Bonnes feuilles : « Une jeunesse sacrifiée ? »


La crise sanitaire qui a éclaté en 2020 et les mesures mises en place pour lutter contre l’épidémie ont mis sur le devant de la scène les difficultés que rencontrent de plus en plus de jeunes dans leur parcours d’études et à leur entrée sur le marché du travail. Mais derrière l’expression de « Génération Covid », n’est-ce pas la diversité qui prime ?

Sous la direction de Tom Chevalier et Patricia Loncle, un collectif de chercheurs s’interroge sur ces inégalités et la manière dont l’action publique, ou les jeunes eux-mêmes, tentent d’y répondre dans un ouvrage intitulé « Une jeunesse sacrifiée ? », publié le 25 août aux Presses universitaires de France.

Dans l’extrait que nous vous proposons ci-dessous, le sociologue Nicolas Charles se penche sur « le prix à payer pour la massification scolaire » et l’illusion d’une nécessaire adéquation entre formation et emploi.


La France fait partie des pays européens où le taux de chômage des jeunes s’est maintenu à un niveau préoccupant ces trente dernières années. De façon générale, les conditions d’insertion professionnelle des jeunes générations se sont progressivement dégradées. Parmi les diplômé·e·s du supérieur, l’accès à l’emploi à durée indéterminée s’est raréfié et les niveaux de salaires (hors inflation) ont stagné. À l’autre bout de l’échelle, les peu ou pas diplômé·e·s ont connu des difficultés majeures d’insertion, avec davantage de périodes d’inactivité et de chômage.

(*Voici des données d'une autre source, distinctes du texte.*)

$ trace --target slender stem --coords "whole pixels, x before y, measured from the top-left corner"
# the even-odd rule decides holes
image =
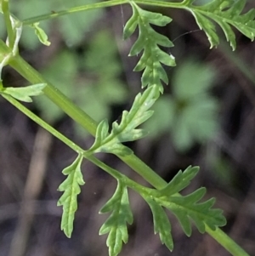
[[[81,153],[81,152],[83,152],[83,150],[81,147],[79,147],[74,142],[72,142],[71,140],[67,139],[65,136],[64,136],[62,134],[60,134],[58,130],[54,129],[51,125],[48,124],[42,118],[40,118],[39,117],[35,115],[33,112],[31,112],[28,108],[26,108],[25,105],[23,105],[18,100],[16,100],[13,97],[11,97],[8,94],[2,94],[2,96],[5,100],[7,100],[9,103],[11,103],[14,106],[15,106],[19,111],[20,111],[22,113],[24,113],[29,118],[31,118],[35,122],[39,124],[41,127],[42,127],[48,132],[52,134],[54,136],[58,138],[60,140],[64,142],[65,145],[67,145],[73,151],[76,151],[78,154]]]
[[[10,20],[10,14],[8,11],[8,0],[3,0],[2,1],[2,10],[4,16],[4,21],[8,34],[8,46],[13,48],[14,45],[15,41],[15,35],[13,30],[12,22]]]
[[[26,20],[24,20],[22,21],[22,23],[23,23],[23,26],[32,25],[33,23],[36,23],[36,22],[39,22],[39,21],[45,20],[50,20],[50,19],[64,16],[64,15],[70,14],[74,14],[74,13],[82,12],[82,11],[89,10],[89,9],[95,9],[115,6],[115,5],[120,5],[120,4],[123,4],[126,3],[128,3],[128,0],[110,0],[110,1],[90,3],[90,4],[71,8],[66,10],[53,12],[51,14],[43,14],[43,15],[40,15],[40,16],[29,18]]]
[[[31,17],[22,21],[23,26],[29,26],[32,25],[36,22],[50,20],[60,16],[64,16],[70,14],[74,14],[77,12],[82,12],[89,9],[95,9],[110,6],[116,6],[124,3],[128,3],[130,0],[110,0],[110,1],[105,1],[100,3],[90,3],[86,5],[82,5],[78,7],[71,8],[66,10],[61,11],[54,11],[50,14],[42,14],[40,16]],[[160,6],[160,7],[166,7],[166,8],[178,8],[183,9],[186,6],[183,4],[183,3],[169,3],[169,2],[163,2],[163,1],[156,1],[156,0],[134,0],[137,3],[145,4],[145,5],[151,5],[151,6]]]
[[[10,48],[8,48],[4,44],[4,43],[0,40],[0,58],[5,56],[9,52]],[[11,59],[9,65],[31,82],[47,83],[48,85],[43,90],[46,96],[48,96],[57,105],[61,107],[66,114],[68,114],[76,122],[80,123],[91,134],[95,134],[97,123],[89,116],[88,116],[85,112],[83,112],[77,106],[76,106],[67,97],[62,94],[57,88],[55,88],[47,81],[45,81],[45,79],[43,79],[43,77],[20,56],[14,56]],[[119,157],[156,189],[162,189],[164,186],[166,186],[167,182],[163,179],[162,179],[158,174],[156,174],[156,173],[155,173],[150,167],[148,167],[134,154]],[[94,163],[96,163],[96,161],[94,161],[93,157],[89,160],[94,161]],[[101,164],[100,167],[103,168],[103,169],[105,169],[105,168],[104,165]],[[207,232],[210,234],[224,247],[231,252],[231,253],[234,256],[248,255],[246,253],[242,253],[241,252],[243,250],[239,247],[239,245],[237,245],[235,242],[235,241],[233,241],[230,237],[225,235],[219,229],[217,229],[215,231],[212,231],[209,228],[207,228]],[[228,237],[228,239],[222,239],[224,236]],[[235,247],[235,251],[230,251],[230,247]]]
[[[5,54],[8,54],[9,51],[10,49],[6,47],[4,43],[0,41],[0,58],[1,54],[4,56]],[[43,89],[44,94],[60,106],[73,120],[83,127],[88,133],[94,136],[95,135],[97,122],[74,105],[60,90],[45,81],[45,79],[20,56],[17,55],[13,57],[9,61],[9,65],[30,82],[33,84],[41,82],[47,83],[47,86]],[[166,185],[164,179],[157,175],[148,165],[134,154],[119,157],[154,187],[162,189]]]

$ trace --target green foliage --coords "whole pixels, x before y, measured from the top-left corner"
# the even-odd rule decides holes
[[[22,20],[31,16],[45,14],[54,10],[68,9],[71,7],[96,2],[96,0],[12,0],[10,1],[10,7],[11,11],[17,17],[19,17],[19,19]],[[72,15],[64,16],[60,17],[57,23],[54,22],[53,20],[44,21],[43,23],[40,24],[42,26],[40,30],[43,30],[45,31],[46,34],[49,34],[52,31],[52,28],[54,28],[60,32],[63,39],[68,46],[74,46],[81,43],[84,35],[92,29],[93,25],[102,17],[102,14],[103,12],[101,9],[95,9],[87,12],[86,15],[84,15],[83,13],[79,13]],[[26,46],[26,48],[33,49],[40,45],[40,42],[37,37],[34,36],[33,31],[35,28],[37,27],[24,27],[24,35],[20,43],[22,46]],[[4,27],[3,27],[0,31],[0,35],[3,34],[3,29]],[[36,32],[38,31],[39,31],[37,28]],[[42,32],[42,31],[40,31],[40,32]],[[39,39],[42,39],[40,37],[38,37]],[[42,40],[42,42],[44,41]]]
[[[139,94],[135,97],[130,111],[123,111],[121,123],[117,122],[112,123],[110,134],[108,134],[108,122],[103,120],[97,128],[95,141],[89,151],[110,152],[120,156],[131,154],[132,151],[124,147],[122,143],[133,141],[146,135],[147,133],[144,129],[136,128],[151,117],[153,111],[149,109],[158,95],[158,88],[156,85],[148,88],[143,94]]]
[[[76,0],[68,2],[67,4],[78,4],[79,3],[84,4],[84,0],[81,1],[82,3],[80,0]],[[35,7],[31,4],[31,3],[31,3],[26,1],[26,4],[24,4],[24,2],[18,1],[16,2],[16,5],[13,6],[13,10],[15,14],[18,14],[19,18],[22,18],[22,12],[26,13],[26,16],[27,14],[31,14],[34,11]],[[110,3],[112,5],[116,3],[116,2],[110,1],[105,3]],[[193,5],[194,3],[195,0],[184,0],[181,3],[174,3],[174,7],[185,9],[192,13],[200,28],[205,31],[211,47],[218,44],[218,37],[211,20],[216,21],[222,27],[233,49],[235,48],[235,37],[230,25],[235,26],[250,39],[254,39],[255,24],[253,20],[255,11],[252,9],[245,14],[241,14],[246,3],[245,0],[214,0],[201,6]],[[122,3],[122,2],[119,3]],[[153,3],[150,2],[150,3]],[[165,3],[167,4],[164,2]],[[168,3],[169,5],[173,4],[173,3]],[[39,8],[37,4],[42,8]],[[37,9],[39,9],[40,11],[45,9],[48,12],[53,10],[54,7],[58,7],[54,4],[56,3],[49,2],[49,0],[48,2],[39,1],[37,3]],[[99,8],[99,4],[94,5],[94,8]],[[226,224],[222,211],[212,208],[215,202],[214,198],[201,202],[201,199],[206,193],[205,188],[199,188],[186,196],[179,194],[182,190],[189,185],[191,179],[195,178],[198,172],[198,168],[189,167],[184,172],[179,171],[161,190],[156,189],[156,187],[163,187],[165,182],[158,177],[156,182],[156,185],[155,185],[156,189],[149,189],[119,174],[116,170],[110,168],[94,156],[92,156],[92,154],[97,152],[110,152],[120,156],[129,155],[128,157],[122,157],[123,161],[126,161],[130,167],[133,167],[146,180],[150,180],[151,185],[155,184],[152,179],[157,177],[156,174],[152,173],[150,168],[140,160],[135,158],[136,156],[132,154],[133,151],[131,149],[123,146],[122,143],[141,139],[147,134],[144,129],[138,128],[138,127],[152,116],[153,111],[150,109],[158,100],[160,94],[163,93],[162,82],[165,83],[168,82],[168,77],[163,65],[174,66],[175,60],[173,55],[169,55],[162,51],[161,47],[170,48],[173,44],[168,38],[156,32],[151,26],[164,26],[171,22],[172,20],[157,13],[143,10],[133,1],[130,1],[130,4],[133,9],[133,15],[124,27],[124,38],[128,38],[133,34],[136,28],[139,29],[139,38],[132,47],[129,55],[138,55],[142,52],[141,58],[136,65],[134,71],[144,71],[141,80],[142,88],[146,88],[143,94],[140,93],[136,96],[129,111],[123,111],[121,122],[114,122],[112,123],[110,131],[109,131],[109,123],[106,120],[102,121],[97,126],[94,144],[88,151],[86,151],[80,149],[72,141],[70,141],[61,134],[62,140],[66,145],[80,152],[74,162],[63,170],[63,174],[67,175],[67,178],[59,187],[59,191],[64,192],[58,202],[58,206],[63,206],[61,230],[64,230],[68,237],[71,237],[73,230],[75,213],[77,209],[77,195],[81,192],[80,186],[84,185],[81,172],[82,157],[87,157],[117,179],[118,183],[116,192],[100,211],[100,213],[111,212],[110,216],[103,224],[99,230],[100,235],[109,233],[106,243],[109,247],[110,256],[116,256],[122,250],[122,242],[126,243],[128,240],[127,224],[131,225],[133,223],[133,214],[128,202],[128,187],[138,191],[149,204],[153,215],[155,232],[159,234],[162,242],[169,250],[173,250],[173,241],[171,233],[171,224],[164,208],[170,210],[176,216],[184,232],[189,236],[192,231],[191,221],[193,221],[198,230],[201,233],[205,232],[206,228],[210,229],[210,230],[215,230],[217,233],[217,227]],[[156,5],[156,3],[155,3],[155,5]],[[6,7],[8,9],[8,4]],[[5,11],[3,8],[3,9],[4,14],[8,15],[8,10]],[[83,19],[84,15],[82,15]],[[89,28],[91,26],[90,21],[95,20],[99,15],[95,15],[94,13],[93,17],[88,18],[89,17],[88,15],[86,17],[87,20],[81,22],[81,27],[82,27],[83,31],[86,31],[86,29],[84,30],[84,25],[87,24]],[[8,20],[9,17],[8,16],[7,18],[7,20]],[[72,46],[75,43],[78,43],[82,38],[81,30],[71,27],[72,22],[70,23],[69,21],[72,20],[68,20],[70,19],[69,16],[62,17],[61,19],[65,19],[62,20],[60,27],[64,37],[65,37],[66,44]],[[49,43],[43,30],[39,28],[37,24],[34,24],[32,26],[36,29],[36,33],[38,35],[39,39],[45,44],[48,44]],[[48,24],[44,25],[44,26],[43,29],[48,32],[49,31]],[[76,28],[77,26],[76,26]],[[8,26],[7,31],[8,37],[13,36],[14,37],[14,28],[11,25]],[[30,45],[33,45],[31,43],[31,41],[30,41],[31,37],[25,35],[23,38],[23,40],[28,40],[26,43],[26,45],[29,45],[29,43],[31,43]],[[14,39],[15,38],[13,38],[13,41],[14,41]],[[18,40],[15,43],[17,43],[14,46],[17,46]],[[6,46],[3,48],[1,43],[0,49],[3,48],[4,52]],[[110,35],[99,32],[90,43],[88,47],[89,50],[86,53],[86,57],[82,58],[82,61],[80,56],[77,54],[72,54],[69,51],[62,51],[54,60],[48,70],[46,69],[44,71],[44,75],[54,84],[57,84],[61,90],[65,89],[66,94],[73,100],[79,102],[79,99],[82,99],[81,106],[83,106],[82,104],[84,102],[87,102],[90,107],[93,106],[92,112],[94,116],[94,106],[99,105],[99,99],[103,99],[104,102],[104,104],[101,104],[100,109],[107,109],[110,104],[120,103],[125,98],[125,92],[119,89],[121,82],[119,82],[117,77],[120,75],[120,69],[118,68],[118,65],[116,65],[116,61],[114,60],[115,59],[110,59],[110,55],[115,52],[111,44],[113,43],[110,40]],[[100,48],[101,52],[99,50]],[[3,60],[0,60],[3,61],[1,62],[3,66],[8,64],[9,60],[6,59],[7,61],[4,59],[6,58],[4,53],[2,55],[1,59]],[[15,59],[16,56],[15,54],[12,54],[9,58]],[[98,64],[98,61],[94,61],[94,60],[100,60],[99,64]],[[18,63],[17,65],[19,65],[19,59],[14,60],[16,60]],[[63,70],[63,63],[66,65],[66,70]],[[30,66],[27,65],[26,68],[27,77],[31,80],[37,80],[37,77],[33,71],[31,71]],[[78,70],[86,71],[85,72],[89,71],[92,72],[91,77],[93,78],[84,79],[85,81],[81,79],[82,82],[80,82],[79,78],[82,76],[77,71]],[[55,77],[56,73],[61,77]],[[168,100],[160,98],[164,100],[158,100],[159,101],[157,101],[161,104],[159,108],[161,112],[157,115],[157,117],[161,117],[161,119],[157,120],[154,126],[161,126],[161,129],[163,130],[162,126],[167,123],[167,122],[163,121],[162,117],[167,121],[168,120],[171,122],[173,143],[179,150],[187,149],[192,145],[193,141],[202,141],[205,139],[210,138],[215,131],[218,103],[207,94],[214,75],[211,69],[204,65],[196,64],[194,61],[186,62],[177,71],[173,77],[173,95]],[[97,76],[99,78],[94,79],[94,77]],[[95,82],[95,80],[98,83]],[[73,82],[73,81],[76,82]],[[84,83],[86,83],[86,86],[83,86]],[[78,89],[71,86],[73,84],[77,85]],[[80,88],[82,85],[82,87]],[[1,94],[8,94],[20,100],[31,101],[30,97],[41,94],[44,86],[45,84],[42,83],[32,85],[26,88],[3,88],[2,87],[0,89]],[[50,84],[47,86],[51,87]],[[94,88],[98,88],[94,89]],[[54,91],[54,88],[52,87],[52,90],[49,91]],[[119,93],[116,92],[117,90],[122,92],[122,96],[119,96]],[[76,95],[77,91],[80,95],[82,95],[82,98]],[[58,94],[57,90],[55,94]],[[46,96],[48,96],[48,98],[54,101],[54,97],[49,97],[53,95],[46,94]],[[63,100],[65,100],[66,104],[69,104],[67,99],[64,99]],[[56,103],[57,101],[54,102]],[[96,105],[94,105],[95,102]],[[21,109],[20,105],[19,105],[20,109]],[[52,108],[49,108],[49,105],[42,102],[41,105],[42,109],[45,110],[44,116],[47,117],[48,120],[52,121],[60,116],[58,112],[54,112]],[[70,105],[70,106],[71,111],[69,114],[71,117],[73,116],[74,119],[76,120],[76,113],[81,113],[82,111],[78,108],[75,109],[73,105]],[[26,108],[24,109],[22,111],[26,112]],[[47,112],[51,112],[51,116],[47,116]],[[28,111],[26,111],[27,113]],[[166,118],[164,115],[167,115]],[[89,127],[94,127],[95,130],[96,125],[94,124],[91,119],[87,119],[85,116],[87,117],[87,115],[84,115],[84,117],[82,117],[80,118],[79,122],[87,122],[87,126],[84,125],[85,128],[88,127],[88,122],[89,122]],[[41,125],[42,126],[42,122],[38,120],[39,118],[37,118],[37,122],[40,123],[41,122]],[[50,130],[52,134],[54,134],[55,130],[53,128],[51,129],[48,128],[49,126],[45,125],[45,122],[43,123],[43,127]],[[90,130],[93,130],[93,128],[90,128]],[[151,177],[153,178],[151,179]],[[216,237],[221,242],[219,241],[220,236],[216,236]],[[229,241],[226,238],[224,240],[224,245],[226,245]]]
[[[254,40],[255,9],[250,9],[247,13],[241,14],[246,5],[245,0],[213,0],[202,6],[192,5],[195,1],[184,1],[187,6],[186,9],[194,15],[199,27],[206,32],[211,48],[219,43],[215,26],[211,20],[217,22],[223,29],[233,50],[236,48],[236,43],[235,36],[230,25],[252,41]]]
[[[81,164],[82,155],[79,155],[74,162],[63,170],[67,178],[59,186],[59,191],[64,191],[58,201],[58,206],[63,206],[61,230],[67,237],[71,237],[73,230],[75,213],[77,210],[77,195],[81,193],[80,186],[84,185]]]
[[[169,66],[175,65],[175,59],[163,52],[159,46],[173,47],[173,43],[165,36],[156,32],[150,24],[164,26],[171,19],[162,14],[149,12],[140,9],[134,2],[130,2],[133,15],[124,27],[124,39],[128,38],[139,27],[139,38],[133,45],[129,56],[138,55],[141,51],[143,54],[134,68],[135,71],[144,70],[142,75],[142,88],[156,84],[163,93],[161,80],[168,83],[167,73],[162,64]]]
[[[127,243],[128,233],[127,223],[133,223],[133,214],[129,206],[128,189],[118,181],[117,188],[112,197],[101,208],[100,213],[112,212],[99,230],[99,235],[109,233],[107,247],[109,255],[116,256],[122,248],[122,242]]]
[[[45,83],[37,83],[20,88],[2,87],[0,88],[0,94],[8,94],[20,101],[32,102],[31,97],[42,94],[42,90],[45,88]]]
[[[39,22],[34,23],[31,27],[35,29],[35,33],[37,36],[39,41],[47,46],[50,45],[50,42],[48,41],[48,36],[44,31],[39,27]]]
[[[215,230],[216,227],[226,224],[222,210],[212,209],[215,202],[214,198],[198,202],[205,195],[205,188],[200,188],[184,196],[177,194],[189,185],[198,170],[197,167],[190,166],[184,172],[179,171],[164,189],[142,193],[153,214],[155,232],[159,233],[162,242],[171,251],[173,248],[171,225],[162,207],[177,217],[184,233],[189,236],[191,235],[190,219],[201,233],[205,232],[206,225]]]
[[[83,54],[62,50],[42,73],[95,120],[102,120],[110,117],[111,105],[125,102],[128,95],[119,79],[122,67],[116,54],[109,30],[99,31]],[[37,97],[36,104],[51,123],[63,117],[61,109],[46,97]],[[76,130],[84,136],[83,129],[76,126]]]
[[[218,128],[218,103],[208,90],[215,77],[211,66],[194,60],[184,62],[173,73],[173,94],[162,95],[157,100],[153,107],[155,115],[144,129],[152,138],[169,133],[173,145],[180,151],[196,141],[204,143],[212,139]]]

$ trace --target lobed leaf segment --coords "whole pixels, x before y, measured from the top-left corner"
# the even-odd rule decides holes
[[[133,223],[127,186],[118,180],[116,190],[112,197],[99,211],[100,213],[112,212],[99,230],[99,235],[109,233],[106,245],[109,255],[116,256],[122,248],[122,242],[127,243],[128,233],[127,223]]]
[[[150,25],[164,26],[170,23],[172,19],[161,14],[152,13],[140,9],[134,2],[130,2],[133,15],[124,27],[123,37],[128,38],[139,27],[139,37],[133,45],[129,56],[143,54],[135,66],[135,71],[144,71],[142,75],[142,88],[156,84],[161,93],[163,93],[162,81],[168,83],[167,75],[162,64],[174,66],[175,59],[167,54],[159,46],[173,47],[173,43],[165,36],[156,32]]]
[[[219,39],[212,20],[219,25],[232,49],[236,48],[235,35],[230,26],[233,26],[243,35],[254,40],[255,36],[255,9],[241,14],[246,0],[214,0],[202,6],[192,3],[196,0],[184,1],[184,9],[191,12],[199,27],[203,30],[211,44],[211,48],[218,45]]]
[[[112,129],[108,133],[109,124],[102,121],[98,128],[95,141],[88,151],[107,152],[119,156],[131,154],[133,151],[122,145],[122,142],[133,141],[147,134],[144,129],[136,128],[153,114],[149,109],[159,96],[156,85],[148,88],[143,94],[139,94],[129,111],[124,111],[121,123],[114,122]]]
[[[81,172],[81,164],[83,156],[78,155],[76,159],[63,170],[67,178],[59,186],[59,191],[64,191],[58,201],[58,206],[63,206],[61,230],[67,237],[71,237],[73,230],[75,213],[77,210],[77,195],[81,193],[80,185],[85,184]]]
[[[163,208],[176,216],[188,236],[191,235],[191,220],[201,233],[205,232],[206,225],[215,230],[217,227],[226,224],[223,211],[212,209],[215,202],[214,198],[199,202],[206,192],[205,188],[200,188],[184,196],[178,194],[190,185],[198,171],[199,168],[190,166],[184,172],[179,171],[161,191],[145,188],[140,185],[133,186],[149,204],[153,215],[155,233],[159,234],[162,244],[170,251],[173,249],[171,224]],[[109,255],[116,256],[122,250],[122,242],[126,243],[128,239],[127,223],[133,223],[127,185],[124,181],[118,180],[115,194],[100,210],[101,213],[108,212],[112,213],[103,224],[99,235],[109,232],[106,242]]]
[[[201,233],[205,232],[206,225],[215,230],[216,227],[226,224],[223,211],[212,209],[214,198],[198,202],[206,193],[206,188],[200,188],[184,196],[177,194],[189,185],[198,171],[198,167],[190,166],[185,171],[179,171],[164,189],[142,194],[153,214],[155,233],[159,233],[162,242],[171,251],[173,249],[171,224],[163,207],[176,216],[188,236],[191,235],[191,219]]]

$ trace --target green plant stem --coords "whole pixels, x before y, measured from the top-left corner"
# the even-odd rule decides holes
[[[9,54],[10,51],[10,48],[8,48],[3,41],[0,41],[0,60],[2,60],[1,59],[6,56],[6,54]],[[62,94],[53,85],[45,81],[45,79],[43,79],[43,77],[20,56],[17,55],[13,57],[10,60],[9,65],[31,83],[47,83],[48,85],[43,90],[46,96],[48,96],[57,105],[61,107],[66,114],[81,124],[90,134],[93,135],[95,134],[97,123],[89,116],[76,106],[67,97]],[[122,156],[120,158],[156,189],[162,189],[166,186],[167,182],[134,154]],[[94,161],[94,159],[90,160]],[[101,168],[103,167],[104,166]],[[237,245],[221,230],[217,229],[215,231],[213,231],[209,228],[207,228],[207,232],[234,256],[248,255],[241,247],[239,247],[239,245]],[[235,248],[235,251],[233,251],[233,247]]]
[[[128,3],[129,1],[130,0],[110,0],[110,1],[105,1],[100,3],[82,5],[78,7],[71,8],[66,10],[54,11],[54,13],[31,17],[22,20],[22,24],[23,26],[30,26],[36,22],[40,22],[42,20],[50,20],[50,19],[64,16],[70,14],[82,12],[89,9],[101,9],[105,7],[125,4],[125,3]],[[185,4],[184,4],[184,2],[169,3],[169,2],[163,2],[163,1],[161,2],[161,1],[155,1],[155,0],[134,0],[133,2],[140,4],[160,6],[160,7],[166,7],[166,8],[185,9],[185,7],[187,7]]]
[[[13,97],[3,94],[2,96],[6,99],[9,103],[11,103],[13,105],[17,107],[21,112],[23,112],[25,115],[26,115],[29,118],[33,120],[35,122],[39,124],[41,127],[45,128],[47,131],[51,133],[54,136],[58,138],[60,140],[64,142],[66,145],[68,145],[70,148],[71,148],[73,151],[76,151],[78,154],[82,153],[83,156],[94,163],[96,166],[99,167],[113,177],[115,177],[117,179],[122,180],[122,182],[129,186],[130,188],[133,189],[134,191],[139,191],[141,189],[143,189],[142,186],[140,186],[136,182],[131,180],[128,177],[125,177],[116,170],[110,168],[105,163],[96,158],[94,156],[88,156],[84,151],[79,147],[77,145],[73,143],[71,140],[67,139],[65,136],[61,134],[60,132],[58,132],[56,129],[54,129],[52,126],[48,125],[47,122],[45,122],[43,120],[42,120],[40,117],[38,117],[37,115],[35,115],[33,112],[31,112],[30,110],[28,110],[26,107],[25,107],[22,104],[20,104],[18,100],[14,99]],[[167,185],[167,182],[163,182],[164,185]],[[162,185],[163,185],[162,183]],[[233,240],[228,236],[224,232],[223,232],[220,229],[217,228],[216,230],[212,230],[210,228],[206,226],[207,232],[213,237],[217,242],[219,242],[221,241],[221,245],[229,251],[232,255],[241,255],[241,256],[249,256],[241,247],[240,247],[235,242],[233,242]]]
[[[10,20],[10,14],[8,11],[8,0],[2,1],[2,10],[3,13],[4,22],[5,22],[5,26],[8,34],[8,46],[11,48],[13,48],[15,41],[15,35],[13,30],[13,26]]]
[[[3,41],[0,40],[0,61],[2,58],[9,54],[9,52],[10,49]],[[43,89],[44,94],[55,105],[60,106],[74,121],[82,126],[88,133],[94,136],[95,135],[98,125],[97,122],[76,105],[74,105],[60,90],[47,82],[20,56],[17,55],[13,57],[9,61],[9,65],[32,84],[41,82],[47,83],[47,86]],[[162,189],[166,185],[164,179],[157,175],[149,166],[147,166],[134,154],[119,157],[154,187]]]

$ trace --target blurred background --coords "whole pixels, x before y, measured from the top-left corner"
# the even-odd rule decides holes
[[[10,0],[10,4],[22,20],[94,2]],[[254,1],[247,1],[246,9],[251,8]],[[175,56],[177,67],[166,67],[169,85],[144,126],[150,135],[128,145],[167,181],[179,169],[200,166],[189,191],[206,186],[207,196],[217,198],[216,207],[228,219],[223,230],[255,255],[255,44],[235,31],[237,49],[232,52],[218,27],[221,43],[209,49],[190,14],[147,9],[173,19],[156,30],[173,42],[167,53]],[[26,27],[20,54],[96,121],[113,122],[140,91],[141,74],[132,71],[139,57],[128,57],[137,34],[127,41],[122,37],[131,14],[130,6],[122,5],[42,22],[49,47],[40,44],[33,30]],[[0,19],[0,36],[5,40]],[[28,85],[10,68],[4,69],[3,82],[5,86]],[[44,96],[26,105],[84,149],[93,144],[92,136]],[[108,255],[106,236],[98,235],[107,214],[98,212],[113,194],[116,180],[83,162],[86,185],[78,196],[72,237],[66,238],[60,230],[57,188],[65,179],[61,171],[76,153],[3,99],[0,109],[0,255]],[[114,156],[99,157],[146,185]],[[170,253],[154,235],[149,207],[132,191],[129,199],[134,222],[121,255],[230,255],[196,228],[186,237],[171,214],[174,249]]]

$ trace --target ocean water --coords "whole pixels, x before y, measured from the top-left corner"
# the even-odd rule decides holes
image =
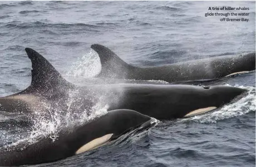
[[[243,17],[249,21],[205,17],[209,7],[222,6],[249,7]],[[26,47],[77,84],[173,84],[93,78],[101,65],[90,45],[103,44],[139,67],[255,52],[255,6],[254,1],[0,1],[0,96],[30,84]],[[204,84],[248,92],[214,112],[160,122],[121,143],[36,166],[255,166],[255,71]],[[0,112],[0,146],[33,141],[36,134],[54,137],[58,119],[31,124],[22,114]]]

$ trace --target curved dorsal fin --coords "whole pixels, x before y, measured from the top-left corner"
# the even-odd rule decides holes
[[[131,69],[135,68],[104,45],[94,44],[91,48],[98,53],[101,63],[101,71],[97,77],[124,78]]]
[[[32,63],[31,88],[50,90],[67,83],[42,55],[31,48],[25,50]]]

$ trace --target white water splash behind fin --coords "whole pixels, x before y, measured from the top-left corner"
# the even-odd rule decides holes
[[[83,76],[91,78],[98,74],[101,70],[101,64],[97,53],[91,49],[88,53],[78,59],[67,75],[72,77]]]

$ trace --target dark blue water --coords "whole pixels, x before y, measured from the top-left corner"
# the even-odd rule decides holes
[[[0,96],[30,84],[26,47],[41,53],[75,84],[171,84],[92,78],[101,66],[90,47],[103,44],[138,66],[255,52],[255,5],[253,1],[0,2]],[[249,22],[204,17],[209,7],[223,6],[249,7]],[[37,166],[255,166],[255,75],[205,83],[248,90],[242,99],[213,113],[160,122],[119,144]],[[44,133],[54,136],[57,120],[38,119],[31,125],[24,115],[1,112],[0,146],[33,141]]]

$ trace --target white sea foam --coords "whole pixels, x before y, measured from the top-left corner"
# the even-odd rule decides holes
[[[99,73],[101,69],[101,64],[99,55],[91,49],[89,53],[78,59],[67,74],[72,77],[91,78]]]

C’est ainsi à une forme de déclassement scolaire qu’on assiste : à diplôme égal, le baccalauréat par exemple, on accède beaucoup moins fréquemment et rapidement à un poste de cadre ou de professions intermédiaires. De façon parallèle, avec un cycle d’études supérieures longues, l’accès à un poste de cadre n’est plus assuré. La situation française se révèle pire que celle d’autres pays comme le Royaume-Uni et les États-Unis : les jeunes Français·e·s ont un niveau de qualification bien plus élevé que les anciennes générations – cet écart est moins net dans les pays anglo-saxons –, mais ils ne parviennent pas à se positionner sur le marché du travail par rapport à leurs aîné·e·s, du fait de la segmentation du marché du travail par groupe d’âges. La nouvelle génération, surdiplômée, se trouve ainsi dans une concurrence féroce pour des positions sociales favorables en nombre limité.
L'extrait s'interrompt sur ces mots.